WINNIPEG — Starting Monday Oct. 17, new mortgage rules kick in for Canadians.
New mortgage lending rules are coming out on Monday from Ottawa with a goal to tighten lending rules that will limit the amount of money Canadians can borrow. Officials say the change is in preparation for higher interest rates and higher housing prices.
This will directly impact many first time home buyers and while it may be seen as a necessity in some parts of Canada, some Winnipeg realtors don’t see the extreme necessity of the change in Winnipeg.

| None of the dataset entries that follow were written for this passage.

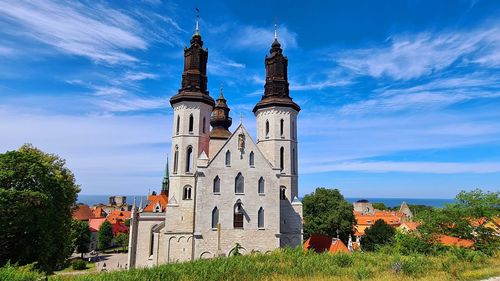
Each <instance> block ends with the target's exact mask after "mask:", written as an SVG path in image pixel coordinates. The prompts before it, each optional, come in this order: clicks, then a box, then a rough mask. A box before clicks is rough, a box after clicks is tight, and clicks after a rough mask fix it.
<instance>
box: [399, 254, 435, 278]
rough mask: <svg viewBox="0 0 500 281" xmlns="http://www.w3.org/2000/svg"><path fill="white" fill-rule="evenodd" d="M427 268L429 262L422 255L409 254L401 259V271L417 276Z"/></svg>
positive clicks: (428, 263) (425, 258) (427, 267)
mask: <svg viewBox="0 0 500 281" xmlns="http://www.w3.org/2000/svg"><path fill="white" fill-rule="evenodd" d="M428 269H429V262H428V261H427V260H426V258H425V257H423V256H409V257H404V258H402V259H401V272H403V273H404V274H406V275H409V276H413V277H417V276H420V275H422V274H423V273H425V272H426V271H427V270H428Z"/></svg>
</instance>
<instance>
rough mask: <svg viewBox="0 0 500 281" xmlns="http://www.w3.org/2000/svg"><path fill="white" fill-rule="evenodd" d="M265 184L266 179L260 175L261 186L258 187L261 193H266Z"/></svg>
mask: <svg viewBox="0 0 500 281" xmlns="http://www.w3.org/2000/svg"><path fill="white" fill-rule="evenodd" d="M264 184H265V181H264V178H263V177H260V179H259V188H258V191H259V193H261V194H262V193H264Z"/></svg>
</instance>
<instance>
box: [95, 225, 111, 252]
mask: <svg viewBox="0 0 500 281" xmlns="http://www.w3.org/2000/svg"><path fill="white" fill-rule="evenodd" d="M112 241H113V227H112V226H111V223H110V222H109V221H104V222H103V223H102V225H101V228H99V232H98V233H97V248H99V250H104V249H107V248H108V247H109V246H110V245H111V242H112Z"/></svg>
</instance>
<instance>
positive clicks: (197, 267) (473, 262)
mask: <svg viewBox="0 0 500 281" xmlns="http://www.w3.org/2000/svg"><path fill="white" fill-rule="evenodd" d="M3 271H4V270H2V269H1V268H0V280H37V279H36V278H25V279H19V278H18V279H2V278H1V276H3ZM492 276H500V256H498V255H497V256H495V257H488V256H485V255H482V254H477V255H476V254H472V253H468V254H466V255H463V253H458V254H456V253H454V252H447V253H444V254H442V255H437V256H424V255H399V254H390V253H384V252H377V253H355V254H353V255H346V254H343V255H342V254H337V255H331V254H327V253H326V254H316V253H314V252H304V251H302V250H301V249H294V250H291V249H284V250H276V251H274V252H272V253H269V254H258V253H257V254H249V255H245V256H238V257H229V258H215V259H209V260H197V261H195V262H185V263H175V264H166V265H161V266H158V267H155V268H148V269H134V270H130V271H116V272H109V273H90V274H81V275H80V274H79V275H53V276H50V278H49V279H50V280H55V281H59V280H61V281H64V280H67V281H86V280H89V281H90V280H92V281H93V280H106V281H107V280H110V281H113V280H119V281H122V280H124V281H126V280H203V281H205V280H384V281H385V280H388V281H391V280H394V281H396V280H397V281H400V280H429V281H434V280H435V281H444V280H481V279H485V278H488V277H492Z"/></svg>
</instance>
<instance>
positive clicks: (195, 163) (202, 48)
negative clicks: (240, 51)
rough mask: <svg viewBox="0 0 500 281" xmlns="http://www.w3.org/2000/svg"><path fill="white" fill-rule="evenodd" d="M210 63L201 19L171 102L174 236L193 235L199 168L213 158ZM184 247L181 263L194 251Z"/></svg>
mask: <svg viewBox="0 0 500 281" xmlns="http://www.w3.org/2000/svg"><path fill="white" fill-rule="evenodd" d="M207 60H208V51H207V49H203V41H202V38H201V35H200V33H199V31H198V19H197V20H196V31H195V33H194V35H193V36H192V38H191V45H190V46H189V48H188V47H185V48H184V71H183V73H182V84H181V88H180V89H179V92H178V94H177V95H175V96H173V97H172V98H171V99H170V104H171V105H172V108H173V110H174V118H173V121H174V122H173V129H172V153H171V155H172V157H173V159H172V160H173V161H172V173H171V174H170V178H169V181H170V186H169V190H168V193H169V204H168V205H169V206H168V208H169V209H168V210H167V212H166V219H167V221H168V223H167V226H166V227H167V231H170V232H172V233H192V232H193V227H194V224H193V217H194V208H195V203H196V202H195V201H196V200H195V192H196V191H195V189H196V177H197V175H196V166H197V162H198V159H199V157H200V156H204V155H208V154H209V141H210V114H211V113H212V108H213V106H214V105H215V102H214V100H213V99H212V98H211V97H210V95H209V93H208V90H207ZM188 239H190V238H188ZM181 247H182V249H184V251H185V252H184V254H181V257H180V258H179V260H188V259H191V251H190V247H188V246H181ZM183 255H185V256H183Z"/></svg>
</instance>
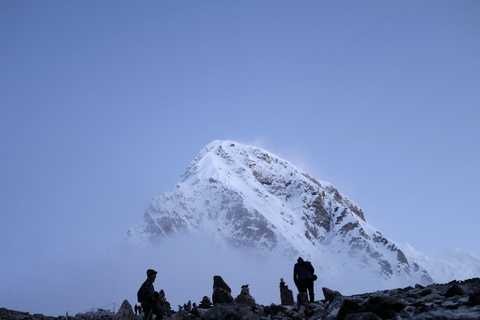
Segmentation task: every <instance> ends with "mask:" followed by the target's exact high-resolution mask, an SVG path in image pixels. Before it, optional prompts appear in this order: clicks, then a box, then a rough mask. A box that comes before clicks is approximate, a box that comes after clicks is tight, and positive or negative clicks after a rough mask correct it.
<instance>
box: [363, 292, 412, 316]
mask: <svg viewBox="0 0 480 320" xmlns="http://www.w3.org/2000/svg"><path fill="white" fill-rule="evenodd" d="M406 306H407V305H406V304H405V303H404V302H403V301H401V300H399V299H395V298H392V297H390V296H387V295H380V296H373V297H370V298H368V301H367V303H366V305H365V309H366V311H371V312H373V313H375V314H376V315H377V316H379V317H380V318H382V319H390V318H395V314H396V313H397V312H399V311H401V310H403V309H404V308H405V307H406Z"/></svg>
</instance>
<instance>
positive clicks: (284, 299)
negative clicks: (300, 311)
mask: <svg viewBox="0 0 480 320" xmlns="http://www.w3.org/2000/svg"><path fill="white" fill-rule="evenodd" d="M280 301H281V303H282V305H284V306H293V305H294V304H295V301H294V300H293V292H292V290H290V289H288V286H287V285H285V282H284V281H283V278H281V279H280Z"/></svg>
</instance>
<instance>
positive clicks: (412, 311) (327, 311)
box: [0, 276, 480, 320]
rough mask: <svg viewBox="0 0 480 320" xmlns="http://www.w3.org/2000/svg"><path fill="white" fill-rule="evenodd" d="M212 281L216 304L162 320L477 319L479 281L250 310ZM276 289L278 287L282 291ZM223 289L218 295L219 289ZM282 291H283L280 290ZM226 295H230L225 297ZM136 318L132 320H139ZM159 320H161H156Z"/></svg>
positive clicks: (340, 293)
mask: <svg viewBox="0 0 480 320" xmlns="http://www.w3.org/2000/svg"><path fill="white" fill-rule="evenodd" d="M216 277H218V278H215V277H214V286H213V290H214V294H213V295H212V298H213V299H214V301H215V302H214V303H213V304H212V303H211V302H210V299H209V298H208V297H207V296H205V297H204V298H203V299H202V301H201V302H200V303H199V305H198V306H197V305H196V304H195V303H194V304H192V309H191V311H190V312H189V311H187V310H181V311H178V312H176V313H174V312H172V313H171V315H170V316H166V318H165V320H379V319H414V320H433V319H440V320H447V319H458V320H478V319H480V279H479V278H474V279H469V280H465V281H451V282H449V283H447V284H432V285H429V286H427V287H423V286H420V285H416V286H414V287H407V288H402V289H392V290H383V291H376V292H372V293H364V294H358V295H351V296H344V295H342V294H341V293H340V292H338V291H334V290H331V289H328V288H322V291H323V295H324V297H325V299H323V300H319V301H316V302H313V303H308V304H306V305H298V303H297V305H295V304H292V305H276V304H273V303H272V304H271V305H269V306H263V305H259V304H255V305H254V301H255V299H253V297H252V296H251V295H250V290H249V289H248V285H244V286H242V288H241V292H240V294H239V295H238V296H237V298H236V299H235V300H233V299H231V290H229V289H230V288H229V287H228V285H227V284H226V283H225V282H224V281H223V279H222V278H221V277H220V276H216ZM285 286H286V285H284V286H282V285H281V286H280V288H282V287H285ZM219 289H221V290H219ZM280 290H282V289H280ZM226 293H228V294H226ZM132 314H133V311H132V310H131V305H130V304H129V303H128V301H124V303H123V304H122V307H121V308H120V309H119V310H118V312H117V314H115V315H114V314H113V313H111V312H103V311H102V312H97V313H90V314H77V315H76V316H75V317H70V316H69V317H68V318H67V317H65V316H63V317H62V316H61V317H48V316H43V315H41V314H34V315H30V314H29V313H28V312H19V311H12V310H7V309H5V308H0V319H1V320H67V319H68V320H133V319H132V318H131V317H132ZM141 319H142V316H136V318H135V320H141ZM158 320H160V319H158Z"/></svg>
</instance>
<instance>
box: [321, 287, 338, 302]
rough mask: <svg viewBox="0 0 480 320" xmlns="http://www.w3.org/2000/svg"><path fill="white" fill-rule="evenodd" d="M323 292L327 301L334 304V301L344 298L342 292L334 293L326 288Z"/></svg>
mask: <svg viewBox="0 0 480 320" xmlns="http://www.w3.org/2000/svg"><path fill="white" fill-rule="evenodd" d="M322 291H323V295H324V296H325V300H326V301H327V302H332V301H333V299H335V298H337V297H341V296H342V294H341V293H340V292H338V291H333V290H330V289H328V288H325V287H323V288H322Z"/></svg>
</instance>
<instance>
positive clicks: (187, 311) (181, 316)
mask: <svg viewBox="0 0 480 320" xmlns="http://www.w3.org/2000/svg"><path fill="white" fill-rule="evenodd" d="M170 319H171V320H197V319H198V318H197V317H196V316H195V315H194V314H191V313H190V312H188V311H186V310H180V311H178V312H177V313H175V314H174V315H172V316H171V317H170Z"/></svg>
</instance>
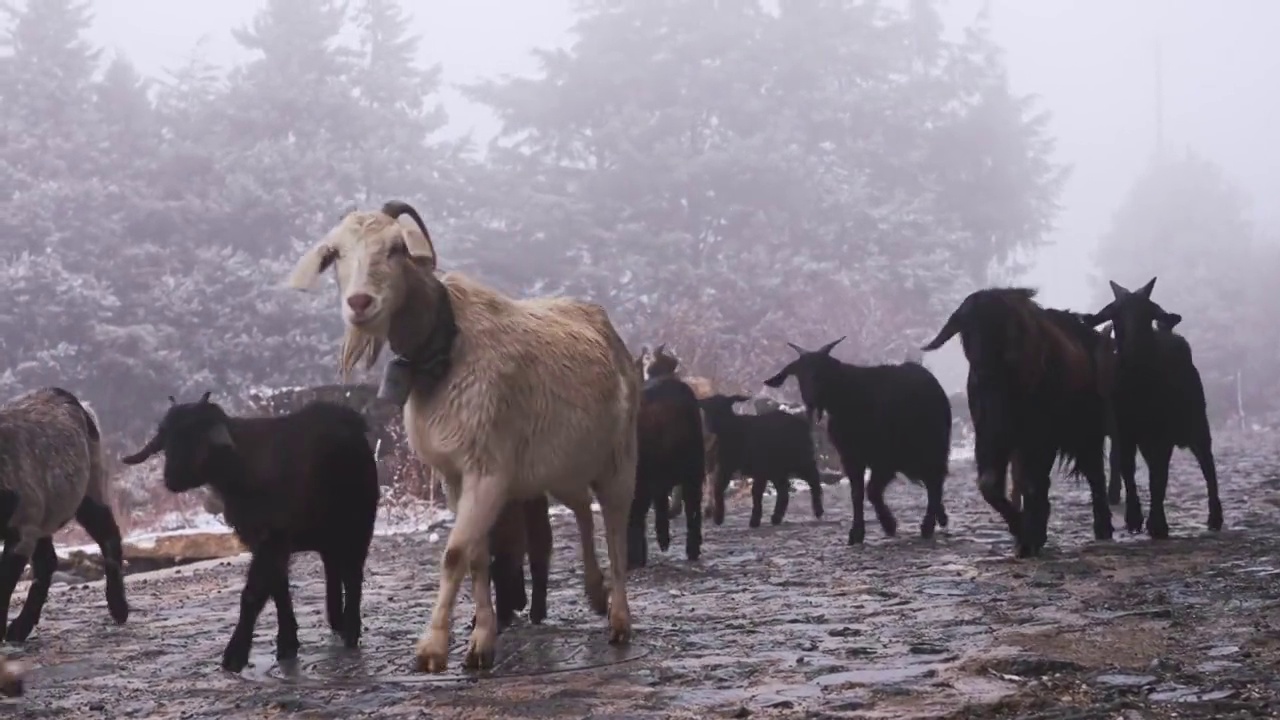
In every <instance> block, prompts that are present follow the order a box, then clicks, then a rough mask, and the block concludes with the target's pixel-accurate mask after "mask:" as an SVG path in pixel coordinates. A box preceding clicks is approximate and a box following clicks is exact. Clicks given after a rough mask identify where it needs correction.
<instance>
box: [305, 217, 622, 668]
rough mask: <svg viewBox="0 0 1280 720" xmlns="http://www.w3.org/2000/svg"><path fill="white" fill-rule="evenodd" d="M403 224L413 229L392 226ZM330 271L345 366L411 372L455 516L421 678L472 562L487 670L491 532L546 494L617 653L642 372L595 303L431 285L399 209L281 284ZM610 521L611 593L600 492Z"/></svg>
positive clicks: (479, 643)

“Average sale price in Winnipeg is $300,000, so if that’s what you’ve been approved for before, and now with the new rules coming in your pre-approval rate will be close to 260 or 270 well that’s quite a substantial drop,” said Michael Froese with Royal LePage Prime Real Estate.
Lindsay Bonk and her partner are in the market to buy a home, but said this change could heavily impact their decision making. Initially not wanting to buy a place that requires some renovations, but rather a place ready to move in. However, with the potential for the amount lent to them changing, they worry there’s a possibility they’ll have to scale back on their hopes for their new place.
“If that’s going to affect us we will definitely have to lower our budget. Which we’re not super pumped about,” said Bonk.
The new rules will include a stress test. The test will ensure Canadians can actually afford the mortgages they’re taking on.
“A stress test is a financial calculator that we look at to say ok, what if?” said Glen Melnyk, Financial Advisor with Investors Group.
He said at the end of the day this is all in the consumers best interest. To make sure they can afford the house that they’re going in to.
“What happens if you lose your job? What happens if you get transferred? What happens if you want to sell your house? All of these things,” said Melnyk.